Nos últimos anos, dois dos mais graves problemas da Europa e do mundo - os refugiados e o populismo - têm sido agravados pelas ações dos países do chamado Grupo de Visegrád. A Hungria de Viktor Órban construiu um muro na fronteira com a Sérvia para impedir a entrada de refugiados e, juntamente, com a Eslováquia, a República Checa e a Roménia votou contra o mecanismo de quotas de recolocação de imigrantes. O governo húngaro é também conhecido pela sua manipulação da comunicação social, como acontece no que diz respeito à tentativa de encerramento da Central European University, universidade fundada pelo milionário George Soros, que tem sido vítima nos últimos meses de uma forte campanha difamatória, a qual tem passado pela distribuição de livros e folhetos e colocação de “outdoors” por iniciativa do governo húngaro e, portanto, pago pelos contribuintes húngaros.

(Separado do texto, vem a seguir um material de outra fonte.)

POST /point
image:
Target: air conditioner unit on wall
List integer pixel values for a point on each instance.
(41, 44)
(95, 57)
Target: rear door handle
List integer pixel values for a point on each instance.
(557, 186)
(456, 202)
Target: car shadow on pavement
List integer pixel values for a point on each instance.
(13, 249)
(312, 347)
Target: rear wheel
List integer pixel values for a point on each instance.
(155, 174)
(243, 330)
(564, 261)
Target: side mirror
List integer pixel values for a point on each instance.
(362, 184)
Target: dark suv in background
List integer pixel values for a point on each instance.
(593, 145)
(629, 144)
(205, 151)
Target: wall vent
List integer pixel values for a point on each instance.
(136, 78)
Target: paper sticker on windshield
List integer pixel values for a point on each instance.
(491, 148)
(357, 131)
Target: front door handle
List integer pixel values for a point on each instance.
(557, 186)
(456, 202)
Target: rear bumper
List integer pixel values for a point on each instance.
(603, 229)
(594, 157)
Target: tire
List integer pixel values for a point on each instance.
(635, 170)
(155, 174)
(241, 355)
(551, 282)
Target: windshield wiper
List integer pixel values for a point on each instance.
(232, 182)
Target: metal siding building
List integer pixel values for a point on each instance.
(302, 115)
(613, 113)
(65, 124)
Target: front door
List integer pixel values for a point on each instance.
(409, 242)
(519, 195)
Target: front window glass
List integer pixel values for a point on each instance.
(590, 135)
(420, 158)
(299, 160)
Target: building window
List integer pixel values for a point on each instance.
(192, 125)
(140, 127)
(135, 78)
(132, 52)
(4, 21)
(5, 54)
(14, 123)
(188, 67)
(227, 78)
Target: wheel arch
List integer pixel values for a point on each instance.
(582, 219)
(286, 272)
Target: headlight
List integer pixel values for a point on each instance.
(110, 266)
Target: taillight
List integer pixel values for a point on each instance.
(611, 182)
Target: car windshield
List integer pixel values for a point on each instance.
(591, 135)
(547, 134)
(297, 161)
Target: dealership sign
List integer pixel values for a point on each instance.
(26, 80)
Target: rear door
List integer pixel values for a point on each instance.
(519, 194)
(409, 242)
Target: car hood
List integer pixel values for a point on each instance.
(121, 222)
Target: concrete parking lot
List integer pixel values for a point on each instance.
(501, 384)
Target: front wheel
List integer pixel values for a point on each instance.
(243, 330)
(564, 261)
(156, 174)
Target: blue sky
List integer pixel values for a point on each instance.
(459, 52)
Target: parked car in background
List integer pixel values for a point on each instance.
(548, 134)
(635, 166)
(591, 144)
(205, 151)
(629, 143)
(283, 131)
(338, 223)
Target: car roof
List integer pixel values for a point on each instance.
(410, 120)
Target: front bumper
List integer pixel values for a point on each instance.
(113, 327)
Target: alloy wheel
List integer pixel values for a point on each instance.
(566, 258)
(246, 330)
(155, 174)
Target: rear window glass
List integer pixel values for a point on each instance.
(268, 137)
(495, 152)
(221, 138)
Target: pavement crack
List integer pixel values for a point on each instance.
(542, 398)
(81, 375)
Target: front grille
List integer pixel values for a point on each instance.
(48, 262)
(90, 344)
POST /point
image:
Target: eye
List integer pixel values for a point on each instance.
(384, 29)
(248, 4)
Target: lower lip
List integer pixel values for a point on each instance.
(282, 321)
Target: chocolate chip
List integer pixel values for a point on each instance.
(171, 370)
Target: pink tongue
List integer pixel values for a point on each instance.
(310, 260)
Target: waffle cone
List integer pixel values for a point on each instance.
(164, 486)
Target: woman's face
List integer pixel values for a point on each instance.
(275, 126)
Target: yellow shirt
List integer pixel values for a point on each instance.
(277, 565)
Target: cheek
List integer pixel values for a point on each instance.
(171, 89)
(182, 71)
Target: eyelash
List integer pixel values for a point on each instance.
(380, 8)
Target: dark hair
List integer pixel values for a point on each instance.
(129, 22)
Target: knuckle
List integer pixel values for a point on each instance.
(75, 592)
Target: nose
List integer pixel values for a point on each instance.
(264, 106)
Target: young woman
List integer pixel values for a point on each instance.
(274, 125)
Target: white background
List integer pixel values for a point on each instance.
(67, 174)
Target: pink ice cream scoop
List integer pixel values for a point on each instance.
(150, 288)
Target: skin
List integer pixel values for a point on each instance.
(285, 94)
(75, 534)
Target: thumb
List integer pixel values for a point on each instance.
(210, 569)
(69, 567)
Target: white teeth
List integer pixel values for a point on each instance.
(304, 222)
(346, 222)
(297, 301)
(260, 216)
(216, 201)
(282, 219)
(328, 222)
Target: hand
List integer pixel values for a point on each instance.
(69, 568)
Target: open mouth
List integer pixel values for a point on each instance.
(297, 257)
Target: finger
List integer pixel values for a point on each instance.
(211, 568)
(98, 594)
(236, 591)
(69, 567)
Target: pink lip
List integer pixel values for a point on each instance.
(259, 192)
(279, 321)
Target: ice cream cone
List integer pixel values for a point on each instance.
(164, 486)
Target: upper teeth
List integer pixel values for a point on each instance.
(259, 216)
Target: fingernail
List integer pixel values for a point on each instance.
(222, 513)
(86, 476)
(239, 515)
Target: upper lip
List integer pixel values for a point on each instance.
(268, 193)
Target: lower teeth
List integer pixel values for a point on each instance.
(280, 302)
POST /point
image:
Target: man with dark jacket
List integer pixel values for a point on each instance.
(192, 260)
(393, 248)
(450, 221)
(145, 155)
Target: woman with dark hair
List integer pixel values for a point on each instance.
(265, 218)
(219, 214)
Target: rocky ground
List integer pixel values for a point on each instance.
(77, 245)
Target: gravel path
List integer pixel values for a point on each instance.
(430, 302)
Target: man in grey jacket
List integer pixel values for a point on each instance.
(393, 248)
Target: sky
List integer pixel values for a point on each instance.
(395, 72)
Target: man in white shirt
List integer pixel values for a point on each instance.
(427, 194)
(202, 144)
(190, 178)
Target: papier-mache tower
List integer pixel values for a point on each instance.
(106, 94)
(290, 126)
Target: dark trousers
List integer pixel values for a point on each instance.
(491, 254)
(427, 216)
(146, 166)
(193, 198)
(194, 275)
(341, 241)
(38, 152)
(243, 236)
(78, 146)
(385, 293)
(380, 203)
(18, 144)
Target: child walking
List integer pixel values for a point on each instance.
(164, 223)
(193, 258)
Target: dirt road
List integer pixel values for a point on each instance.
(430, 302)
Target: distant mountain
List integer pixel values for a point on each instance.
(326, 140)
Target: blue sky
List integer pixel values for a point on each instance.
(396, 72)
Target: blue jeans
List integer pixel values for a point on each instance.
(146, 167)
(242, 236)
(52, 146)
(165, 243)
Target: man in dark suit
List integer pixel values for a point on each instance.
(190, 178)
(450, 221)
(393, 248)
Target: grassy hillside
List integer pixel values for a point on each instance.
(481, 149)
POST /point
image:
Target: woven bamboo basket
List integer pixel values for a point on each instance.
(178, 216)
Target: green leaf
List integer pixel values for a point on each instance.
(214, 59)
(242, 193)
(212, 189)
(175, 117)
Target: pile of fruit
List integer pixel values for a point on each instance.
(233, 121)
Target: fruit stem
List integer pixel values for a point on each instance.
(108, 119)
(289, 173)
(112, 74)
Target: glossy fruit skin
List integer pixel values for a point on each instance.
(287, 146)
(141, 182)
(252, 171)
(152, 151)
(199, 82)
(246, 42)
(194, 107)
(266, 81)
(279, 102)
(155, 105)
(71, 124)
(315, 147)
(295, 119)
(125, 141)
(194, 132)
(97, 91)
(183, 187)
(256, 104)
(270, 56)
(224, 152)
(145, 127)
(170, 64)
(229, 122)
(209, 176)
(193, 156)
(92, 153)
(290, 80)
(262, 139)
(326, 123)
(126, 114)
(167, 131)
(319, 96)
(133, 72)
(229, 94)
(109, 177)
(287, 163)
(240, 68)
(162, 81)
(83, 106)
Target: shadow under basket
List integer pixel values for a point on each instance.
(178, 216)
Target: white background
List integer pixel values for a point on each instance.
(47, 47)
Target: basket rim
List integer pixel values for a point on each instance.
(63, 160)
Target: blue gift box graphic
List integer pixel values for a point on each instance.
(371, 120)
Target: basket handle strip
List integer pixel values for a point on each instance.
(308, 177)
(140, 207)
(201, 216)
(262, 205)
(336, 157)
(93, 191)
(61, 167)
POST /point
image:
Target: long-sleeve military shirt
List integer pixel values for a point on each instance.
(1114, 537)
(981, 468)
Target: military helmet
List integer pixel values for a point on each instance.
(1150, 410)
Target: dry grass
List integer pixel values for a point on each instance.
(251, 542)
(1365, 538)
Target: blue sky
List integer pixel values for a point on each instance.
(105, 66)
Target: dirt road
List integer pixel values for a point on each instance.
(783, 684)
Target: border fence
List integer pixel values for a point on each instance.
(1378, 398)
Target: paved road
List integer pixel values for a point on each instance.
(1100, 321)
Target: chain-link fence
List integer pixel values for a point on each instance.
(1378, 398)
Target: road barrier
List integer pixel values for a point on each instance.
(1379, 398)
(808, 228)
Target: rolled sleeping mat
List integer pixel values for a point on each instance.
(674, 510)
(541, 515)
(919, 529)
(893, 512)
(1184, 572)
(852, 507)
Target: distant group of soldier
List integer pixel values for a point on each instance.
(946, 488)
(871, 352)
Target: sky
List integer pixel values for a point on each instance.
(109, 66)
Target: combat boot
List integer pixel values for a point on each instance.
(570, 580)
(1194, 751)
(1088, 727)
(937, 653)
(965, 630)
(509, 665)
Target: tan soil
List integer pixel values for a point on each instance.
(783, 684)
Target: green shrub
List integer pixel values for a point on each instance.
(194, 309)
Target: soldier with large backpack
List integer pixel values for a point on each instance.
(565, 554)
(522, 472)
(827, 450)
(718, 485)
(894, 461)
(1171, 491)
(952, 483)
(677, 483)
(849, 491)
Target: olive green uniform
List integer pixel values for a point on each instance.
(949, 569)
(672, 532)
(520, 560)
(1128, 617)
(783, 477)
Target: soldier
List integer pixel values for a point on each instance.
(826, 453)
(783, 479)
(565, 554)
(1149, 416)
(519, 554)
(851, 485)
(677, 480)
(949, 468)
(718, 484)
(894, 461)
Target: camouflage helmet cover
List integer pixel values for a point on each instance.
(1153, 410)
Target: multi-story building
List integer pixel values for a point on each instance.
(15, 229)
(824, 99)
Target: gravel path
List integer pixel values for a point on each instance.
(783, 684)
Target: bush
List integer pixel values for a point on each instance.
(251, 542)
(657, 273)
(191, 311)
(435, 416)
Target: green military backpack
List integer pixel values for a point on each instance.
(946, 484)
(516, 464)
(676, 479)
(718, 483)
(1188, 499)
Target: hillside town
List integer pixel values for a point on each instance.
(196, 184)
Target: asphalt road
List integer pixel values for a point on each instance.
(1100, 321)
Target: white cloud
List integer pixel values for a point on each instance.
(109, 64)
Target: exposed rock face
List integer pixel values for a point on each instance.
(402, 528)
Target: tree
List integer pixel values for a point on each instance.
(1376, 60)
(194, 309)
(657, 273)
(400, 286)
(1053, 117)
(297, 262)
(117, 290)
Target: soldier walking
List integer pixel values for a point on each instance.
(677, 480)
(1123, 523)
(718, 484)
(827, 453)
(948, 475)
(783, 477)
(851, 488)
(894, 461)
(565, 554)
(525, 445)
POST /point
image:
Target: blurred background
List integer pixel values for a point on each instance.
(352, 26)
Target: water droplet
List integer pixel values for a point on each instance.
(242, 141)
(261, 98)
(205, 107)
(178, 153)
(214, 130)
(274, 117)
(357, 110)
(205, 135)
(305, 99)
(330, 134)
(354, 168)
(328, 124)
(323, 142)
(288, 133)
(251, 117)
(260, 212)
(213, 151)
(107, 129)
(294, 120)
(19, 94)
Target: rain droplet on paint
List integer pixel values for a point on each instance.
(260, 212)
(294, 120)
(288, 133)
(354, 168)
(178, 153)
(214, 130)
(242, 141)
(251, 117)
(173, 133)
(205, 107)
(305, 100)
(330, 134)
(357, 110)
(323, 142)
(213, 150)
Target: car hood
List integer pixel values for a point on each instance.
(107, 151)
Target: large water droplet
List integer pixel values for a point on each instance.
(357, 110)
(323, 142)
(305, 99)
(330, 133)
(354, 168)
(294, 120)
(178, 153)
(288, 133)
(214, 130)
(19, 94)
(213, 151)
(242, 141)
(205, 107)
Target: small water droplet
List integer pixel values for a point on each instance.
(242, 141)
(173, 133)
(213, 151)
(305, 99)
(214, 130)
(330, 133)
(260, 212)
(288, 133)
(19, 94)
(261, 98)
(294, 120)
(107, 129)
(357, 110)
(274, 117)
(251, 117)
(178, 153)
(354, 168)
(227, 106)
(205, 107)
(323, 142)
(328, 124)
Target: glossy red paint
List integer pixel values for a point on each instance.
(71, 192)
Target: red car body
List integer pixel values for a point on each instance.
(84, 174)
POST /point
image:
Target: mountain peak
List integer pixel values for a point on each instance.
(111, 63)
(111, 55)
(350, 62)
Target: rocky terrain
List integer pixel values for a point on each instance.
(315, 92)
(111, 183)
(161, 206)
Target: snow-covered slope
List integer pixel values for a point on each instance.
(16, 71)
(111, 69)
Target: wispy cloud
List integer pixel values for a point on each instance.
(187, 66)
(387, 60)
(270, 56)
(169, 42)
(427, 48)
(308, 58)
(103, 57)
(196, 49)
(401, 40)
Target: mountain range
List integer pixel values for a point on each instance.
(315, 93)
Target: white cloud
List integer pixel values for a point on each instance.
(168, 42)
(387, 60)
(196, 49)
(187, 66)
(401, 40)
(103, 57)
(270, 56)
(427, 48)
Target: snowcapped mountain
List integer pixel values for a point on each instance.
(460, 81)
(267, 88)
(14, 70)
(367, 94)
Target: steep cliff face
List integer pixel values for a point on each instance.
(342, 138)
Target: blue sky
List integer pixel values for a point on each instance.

Estas ações levaram a que a Hungria de Órban e do partido “Fidesz” seja denominada, cada vez mais, como uma “democracia iliberal”, seguida de perto pela Polónia do partido “Lei e Justiça” (PiS). A Polónia é acusada, por exemplo, de influenciar o sistema judiciário e de comprometer a sua independência e, mais recentemente, o Presidente do Parlamento Europeu Antonio Tajani apelou à primeira-ministra polaca que garantisse a proteção dos eurodeputados polacos, após o “enforcamento” de imagens de alguns eurodeputados numa manifestação na cidade polaca de Katowice. Infelizmente, são muitos os exemplos de atropelos aos direitos fundamentais nestes países nos últimos anos.

Como se verifica pelas recentes manifestações do dia 11 de novembro, dia da independência da Polónia, caracterizadas pela presença de grupos de extrema-direita, xenófobos e racistas, estes países do Grupo de Visegrád, em particular a Hungria e a Polónia, têm-se afastado dos princípios do Estado de Direito liberal, em que o projeto europeu assenta, e aproximando-se de ideias nacionalistas e protecionistas e de líderes como Vladimir Putin. As forças do Grupo de Visegrád têm aparecido consistentemente como forças de bloqueio no processo de reforma e aprofundamento da União Europeia, do euro aos refugiados, do aprofundamento de medidas de apoio às energias renováveis ao pilar dos direitos sociais, e como uma ameaça à democracia liberal no coração da Europa. 

Desse modo, devemos refletir sobre qual deve ser a atitude da UE face às atitudes dos países do Grupo de Visegrad, em particular de algumas das suas elites políticas, que têm adotado uma política eurocética de extrema-direita. Poderá a solução passar pelo estabelecimento de medidas para preservar o “Estado de Direito” na Hungria e na Polónia e, ainda, de sanções, que poderão levar, no extremo, à sua saída da União?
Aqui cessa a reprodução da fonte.